There was a good example of the importance of good leadership and management in the context of orchestras in a recent post on The Drucker Exchange.

Although the post starts out using the example of basketball teams, it ends up citing Peter Drucker’s observation that as a knowledge based institution,

“A great orchestra is not composed of great instrumentalists but of adequate ones who produce at their peak,” he wrote in Managing in the Next Society. “When a new conductor is hired to turn around an orchestra that has suffered years of drifting and neglect, he cannot, as a rule, fire any but a few of the sloppiest of most superannuated players. He also cannot as a rule hire many new orchestra members. He has to make productive what he has inherited.”

The passage in Managing the Next Society that is quoted is preceded a few paragraphs earlier with “In a traditional workforce, the worker serves the system; in a knowledge workforce, the system must serve the worker.”

Orchestra musicians may not appreciate being characterized as “adequate,” but they all know that their ensemble thrives as a group, not on the specific talents of each individual.
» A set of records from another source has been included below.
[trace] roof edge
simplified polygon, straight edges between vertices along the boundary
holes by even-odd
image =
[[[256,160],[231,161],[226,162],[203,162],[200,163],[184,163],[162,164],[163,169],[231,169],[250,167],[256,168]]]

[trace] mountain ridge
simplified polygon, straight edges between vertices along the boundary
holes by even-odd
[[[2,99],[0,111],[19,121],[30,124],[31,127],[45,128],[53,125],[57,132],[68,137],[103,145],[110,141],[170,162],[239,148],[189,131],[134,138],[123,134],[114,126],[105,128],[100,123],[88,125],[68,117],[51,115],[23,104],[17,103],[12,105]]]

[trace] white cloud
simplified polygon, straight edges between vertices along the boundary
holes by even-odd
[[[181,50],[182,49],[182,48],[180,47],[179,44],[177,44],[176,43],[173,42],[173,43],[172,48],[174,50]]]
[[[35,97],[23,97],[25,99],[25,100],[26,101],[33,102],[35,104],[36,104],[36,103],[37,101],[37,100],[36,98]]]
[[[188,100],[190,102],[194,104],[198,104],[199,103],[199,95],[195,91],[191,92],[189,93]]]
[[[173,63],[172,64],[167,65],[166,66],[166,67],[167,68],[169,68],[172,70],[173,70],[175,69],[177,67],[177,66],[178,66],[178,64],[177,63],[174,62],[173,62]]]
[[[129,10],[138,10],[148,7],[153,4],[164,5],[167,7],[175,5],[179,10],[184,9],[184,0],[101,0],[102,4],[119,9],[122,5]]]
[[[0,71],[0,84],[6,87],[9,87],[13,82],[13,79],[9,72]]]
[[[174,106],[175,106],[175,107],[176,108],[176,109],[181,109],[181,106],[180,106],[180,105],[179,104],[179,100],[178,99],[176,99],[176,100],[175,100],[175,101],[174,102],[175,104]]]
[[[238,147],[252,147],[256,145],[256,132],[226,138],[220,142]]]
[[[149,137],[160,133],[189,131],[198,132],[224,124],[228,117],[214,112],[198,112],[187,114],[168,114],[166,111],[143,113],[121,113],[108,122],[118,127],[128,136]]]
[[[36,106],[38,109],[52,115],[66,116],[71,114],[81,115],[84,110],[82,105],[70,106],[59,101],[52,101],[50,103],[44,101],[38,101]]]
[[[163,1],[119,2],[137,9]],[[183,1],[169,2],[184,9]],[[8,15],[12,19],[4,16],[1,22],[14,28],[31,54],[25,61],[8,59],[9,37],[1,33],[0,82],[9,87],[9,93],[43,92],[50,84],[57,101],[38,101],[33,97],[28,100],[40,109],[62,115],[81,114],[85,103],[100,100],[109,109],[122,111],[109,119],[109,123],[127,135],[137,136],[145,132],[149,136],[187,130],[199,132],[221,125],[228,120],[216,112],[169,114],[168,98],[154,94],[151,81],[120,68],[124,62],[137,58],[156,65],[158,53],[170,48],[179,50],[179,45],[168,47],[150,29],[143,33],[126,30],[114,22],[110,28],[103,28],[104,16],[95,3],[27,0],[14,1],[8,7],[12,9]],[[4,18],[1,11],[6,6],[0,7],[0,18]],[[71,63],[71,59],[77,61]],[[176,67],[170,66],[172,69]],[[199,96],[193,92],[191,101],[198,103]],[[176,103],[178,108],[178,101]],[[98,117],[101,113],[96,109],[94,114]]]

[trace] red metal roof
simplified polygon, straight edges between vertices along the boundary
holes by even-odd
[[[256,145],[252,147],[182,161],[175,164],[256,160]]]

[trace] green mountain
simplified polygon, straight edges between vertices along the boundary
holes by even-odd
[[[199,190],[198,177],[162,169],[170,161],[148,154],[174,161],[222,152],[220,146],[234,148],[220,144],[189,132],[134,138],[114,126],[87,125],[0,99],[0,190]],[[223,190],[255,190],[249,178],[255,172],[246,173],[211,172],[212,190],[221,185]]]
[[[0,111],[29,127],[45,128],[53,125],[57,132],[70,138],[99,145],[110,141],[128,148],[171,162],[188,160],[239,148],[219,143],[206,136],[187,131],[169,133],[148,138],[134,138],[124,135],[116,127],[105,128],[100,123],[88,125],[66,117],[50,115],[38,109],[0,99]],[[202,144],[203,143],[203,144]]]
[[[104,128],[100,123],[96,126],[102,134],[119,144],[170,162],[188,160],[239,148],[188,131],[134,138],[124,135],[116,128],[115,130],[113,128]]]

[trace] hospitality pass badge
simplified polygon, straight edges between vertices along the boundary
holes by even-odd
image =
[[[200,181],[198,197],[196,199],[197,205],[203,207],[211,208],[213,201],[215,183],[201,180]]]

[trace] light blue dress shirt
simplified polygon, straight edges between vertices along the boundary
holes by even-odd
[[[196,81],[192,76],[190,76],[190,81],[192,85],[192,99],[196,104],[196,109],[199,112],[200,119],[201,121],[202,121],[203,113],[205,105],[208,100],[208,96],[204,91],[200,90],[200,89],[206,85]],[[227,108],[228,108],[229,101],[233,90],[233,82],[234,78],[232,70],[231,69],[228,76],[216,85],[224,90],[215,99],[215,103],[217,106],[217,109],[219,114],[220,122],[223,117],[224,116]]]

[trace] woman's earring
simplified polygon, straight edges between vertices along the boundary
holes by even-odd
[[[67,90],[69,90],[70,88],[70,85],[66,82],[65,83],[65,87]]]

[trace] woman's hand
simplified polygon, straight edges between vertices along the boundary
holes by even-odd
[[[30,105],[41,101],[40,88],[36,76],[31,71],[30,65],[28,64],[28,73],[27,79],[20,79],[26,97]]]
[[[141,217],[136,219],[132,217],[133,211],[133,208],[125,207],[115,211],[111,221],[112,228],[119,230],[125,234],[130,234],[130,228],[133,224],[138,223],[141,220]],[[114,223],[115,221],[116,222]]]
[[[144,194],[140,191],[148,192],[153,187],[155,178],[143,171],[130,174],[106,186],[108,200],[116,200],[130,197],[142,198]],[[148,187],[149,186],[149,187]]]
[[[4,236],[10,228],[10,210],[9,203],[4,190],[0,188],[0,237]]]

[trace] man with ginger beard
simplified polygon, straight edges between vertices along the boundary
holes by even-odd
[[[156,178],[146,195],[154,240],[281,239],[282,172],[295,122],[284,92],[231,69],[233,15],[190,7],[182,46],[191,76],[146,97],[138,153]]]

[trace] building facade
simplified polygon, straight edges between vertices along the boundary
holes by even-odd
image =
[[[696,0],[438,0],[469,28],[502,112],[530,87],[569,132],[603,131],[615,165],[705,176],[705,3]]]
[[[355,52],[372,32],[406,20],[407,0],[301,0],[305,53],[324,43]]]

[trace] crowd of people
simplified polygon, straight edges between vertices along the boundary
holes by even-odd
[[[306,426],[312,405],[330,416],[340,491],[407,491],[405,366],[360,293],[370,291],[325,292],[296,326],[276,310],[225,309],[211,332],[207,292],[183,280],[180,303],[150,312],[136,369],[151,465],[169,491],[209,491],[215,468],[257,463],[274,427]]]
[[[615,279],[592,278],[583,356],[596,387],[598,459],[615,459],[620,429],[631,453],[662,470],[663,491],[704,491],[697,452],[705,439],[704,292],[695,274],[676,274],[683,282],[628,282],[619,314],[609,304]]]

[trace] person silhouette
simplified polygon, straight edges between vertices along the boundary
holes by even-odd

It is the music director or similar leader who often creates the environment which allows the whole to thrive.

This is much the case in arts administration staffs. There are very few superstars that multiple organizations engage in a bidding war to woo away. (Though I grant it might be helpful to have more exemplars people strive to be. Drew McManus can’t bear the adulation by himself.)

Most arts organizations are staffed by adequately skilled employees who are on the cusp of becoming great with the help of the right management of their talents and work environment. Some of that management is probably going to require better pay and professional development opportunities. It may also require scrutinizing organizational culture, shifting job responsibilities and revamping the physical work environment.

While the focus of all this seems to be on identifying good leaders and managers who will point the way to success, recall that Drucker points out that the workforce has to generally be left intact. They are the core resource of the organization with which the leader must work.

Knowledge workers aren’t like gold fish which will thrive if fed and put in a bigger, cleaner fish bowl. Dealing with them is far more complicated. It is by their will and agreement that success occurs.

A good leader or manager is merely one who perceives how to best structure the system to serve the workers. A leader shouldn’t conflate their ability with the value of the organization. Ultimately, audiences will come to see a bad orchestra before they come to see a music director in an empty room.